SAVING COUNTRY LIVES: Sam Bailey, NSW deputy premier John Barilaro, roads minister Melinda Pavey and Centre for Road Safety director Bernard Carlon.
SAVING COUNTRY LIVES: Sam Bailey, NSW deputy premier John Barilaro, roads minister Melinda Pavey and Centre for Road Safety director Bernard Carlon.

The state government launched a new road safety campaign on Monday, putting the spotlight squarely on country roads. 

Saving Lives On Country Roads is the first country specific educational campaign the NSW government has run, launching in Queanbeyan on Monday.

Minister for Transport Melinda Pavey said harrowing statistics point to the need to target complacency in country drivers. 

“Last year we lost 252 people on country roads. That’s one third of our population making up two thirds of our road toll,” Mrs Pavey said.

“They aren’t just numbers they’re our friends, families, colleagues, we all have too many stories of people lost- please be safe, no excuses.” 

The Riverina is no exception, From 2012-2016 there were 13 fatal crashes in Wagga, and 292 serious injuries. 

Tragically, 18 people have lost their lives on Riverina roads this year alone, double last year’s road toll. 

The ministers foregrounded the timeliness of the campaign, launching just before the busy Christmas period. 

Wagga Detective Inspector Darren Cloake said the same issues repeat themselves on the roads in holiday periods. 

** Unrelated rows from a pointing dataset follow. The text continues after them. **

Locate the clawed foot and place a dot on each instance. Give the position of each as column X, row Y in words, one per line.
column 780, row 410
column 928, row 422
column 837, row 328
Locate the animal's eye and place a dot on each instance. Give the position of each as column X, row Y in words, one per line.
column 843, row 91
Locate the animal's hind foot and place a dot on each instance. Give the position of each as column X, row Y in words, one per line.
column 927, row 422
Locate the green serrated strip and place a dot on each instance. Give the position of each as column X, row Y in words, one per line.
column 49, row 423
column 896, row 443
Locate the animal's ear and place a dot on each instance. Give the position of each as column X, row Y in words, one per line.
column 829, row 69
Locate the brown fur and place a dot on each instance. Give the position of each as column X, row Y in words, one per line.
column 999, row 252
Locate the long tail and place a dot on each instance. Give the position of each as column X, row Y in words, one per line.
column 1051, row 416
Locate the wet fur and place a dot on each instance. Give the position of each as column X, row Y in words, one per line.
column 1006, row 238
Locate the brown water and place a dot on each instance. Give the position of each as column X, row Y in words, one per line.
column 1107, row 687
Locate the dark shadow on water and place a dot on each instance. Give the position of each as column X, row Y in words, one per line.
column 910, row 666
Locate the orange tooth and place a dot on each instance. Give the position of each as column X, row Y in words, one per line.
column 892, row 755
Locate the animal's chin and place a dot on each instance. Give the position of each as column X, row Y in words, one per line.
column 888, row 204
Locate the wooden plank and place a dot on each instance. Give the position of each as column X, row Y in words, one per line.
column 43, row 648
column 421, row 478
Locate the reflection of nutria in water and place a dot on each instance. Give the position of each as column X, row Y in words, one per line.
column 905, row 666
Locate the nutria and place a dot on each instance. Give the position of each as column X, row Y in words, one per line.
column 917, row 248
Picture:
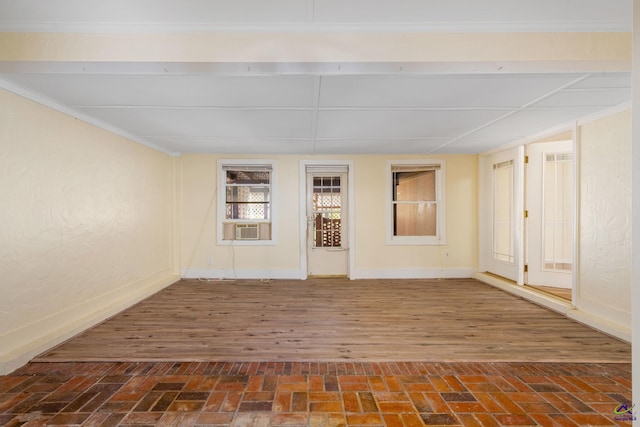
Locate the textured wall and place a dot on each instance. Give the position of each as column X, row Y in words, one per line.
column 373, row 258
column 604, row 283
column 86, row 225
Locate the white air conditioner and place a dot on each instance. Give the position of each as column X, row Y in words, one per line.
column 247, row 232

“It’s normally drugs and alcohol, fatigue and speed, they’re the four main areas where we concentrate on,” he said. 

“Drivers should also be wary of unsecured loads on caravans and trailers, keep rego up to speed and vehicles well-maintained. 

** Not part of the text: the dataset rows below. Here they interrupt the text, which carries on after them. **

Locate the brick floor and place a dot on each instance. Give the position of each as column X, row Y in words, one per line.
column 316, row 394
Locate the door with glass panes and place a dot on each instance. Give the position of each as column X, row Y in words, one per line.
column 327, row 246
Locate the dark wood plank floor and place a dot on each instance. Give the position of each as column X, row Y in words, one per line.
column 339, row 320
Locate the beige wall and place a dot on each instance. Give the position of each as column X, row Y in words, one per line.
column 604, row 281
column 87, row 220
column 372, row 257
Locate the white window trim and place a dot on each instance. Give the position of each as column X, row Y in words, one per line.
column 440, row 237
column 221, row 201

Deputy Premier John Barilaro said the campaign will be emotive and powerful, using the stories of real crash victims from the bush to send a strong message.  

“This campaign is about getting the message out to country people that it’s not tourists or people from the city crashing and dying on their roads, it’s them – the locals,” Mr Barilaro said.

“If you live in the country you are four times more likely to die in a road crash than if you live in a metropolitan area. It’s simply unacceptable.” 

The state will join arms with local councils, community groups and local industries to help spread the message.